說話的那個人坐在徐毛子前兩排的位置,戴着個草帽,帽檐壓得很低。
“你誰啊?犯得着你說老子麼?”“對眼”凶神惡煞地問道。
“我是誰,你曉不曉得都沒有關係,你欺負老人和女人,你就不對!”男人義正言辭地說道。
“喲呵,他們是你親戚啊?你還吹鼻子瞪眼地教訓我呢!”“對眼”抱着手走了過去。
“我這不是教訓,只是替人說個理!”男人正義凌然。
“喲呵,我說你誰啊?老子跑了這麼多年的車,還沒哪個人敢這樣說老子的!”“對眼”一副流氓樣。
“我不管你有多大的能耐,你欺負人這總歸是不對的!”男人說道。
“你說話,老子咋就聽着這麼不舒服呢?”“對眼”竟然動起手來,狠狠地推了他一把。
沒想到男人竟然還能穩穩當當地坐着,晃都沒有晃一下。
乘客們見狀,開始小聲議論起來。
“這人估計是練過功夫的,你看他身板多結實啊,被人推了,他都不打晃的!”
“是啊,我看這傢伙這回算是遇上高手了,囂張了這麼久,這回總算是遇到了高手了吧!哼!”

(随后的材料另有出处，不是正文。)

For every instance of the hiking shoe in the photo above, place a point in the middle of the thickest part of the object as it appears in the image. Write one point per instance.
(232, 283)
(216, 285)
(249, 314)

“對眼”看着男人不簡單,又聽着別人這麼說,他心裡自然也心虛了。
“算了,算了,我就不給你一般見識了!”“對眼”明顯氣焰就低了下午,也沒再敢稱自己是“老子”。
徐毛子也沒再吭聲,又靠在了椅子上閉起了眼睛。
翠娥也倚在了椅子上,不過她這回沒再敢閉眼睛了,只是從座位縫裡偷偷地瞅着那個人。
可是她又怕徐毛子發現,她只好時不時地張望着窗外頭。
雖說那人是背對着翠娥的,但是他時不時地側過身子,翠娥倒也能看得清他大致的輪廓。
更巧的是,他站起身來,抓起他放在行李架上的包。這下翠娥算是把他瞅得個通透。
他那身形足足有一米八幾高,肩寬腰闊的,十足的硬爺們樣兒。這讓翠娥想起了福生,福生雖說也是個大塊頭,但是比起這個人,似乎更顯弱了些。